Throughout the trial, Lazarenko's defence has maintained his innocence and challenged US legal authority to alleged crimes not committed in the United States. Lazarenko has argued that his business transactions were normal to the prevailing conditions in the Ukraine in the 1990s. He thus claims that it was generally accepted for a Ukrainian politician to earn millions on the side in these years, and that such business formed a natural part of the transformation from soviet command economy to a liberal market economy.

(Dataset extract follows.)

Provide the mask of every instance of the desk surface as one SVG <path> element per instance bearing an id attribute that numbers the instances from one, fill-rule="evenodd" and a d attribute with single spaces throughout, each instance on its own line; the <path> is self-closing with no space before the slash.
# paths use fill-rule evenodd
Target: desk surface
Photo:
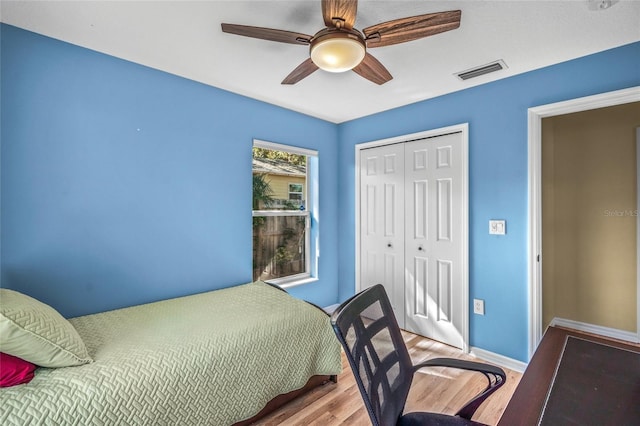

In 2000, Ukraine sought Lazarenko's extradition. The charges brought against him by the Ukrainain Prosecutor General included, beside economic crimes, the instigation of two murders and several assassination attempts on high-ranking officials. The US, however, denied extradition on the grounds that Lazarenko was tried for crimes in the United States.

US federal prosecutors are far from satisfied with Friday's verdict. They had initially sought an 18 year prison term and confiscation of and fines to a total of $66 million. US authorities have claimed that Lazarenko transferred $118 million to US banks alone. Still, the sentence constitutes a milestone in the US battle against international crime. Lazarenko becomes the first former state leader to receive a US prison sentence after Manuel Noriega of Panama. Also, the Ukrainian people may give up a sigh of relief that at least one of their corrupt leaders now is punished for his crimes although by the United States and not by Ukraine itself.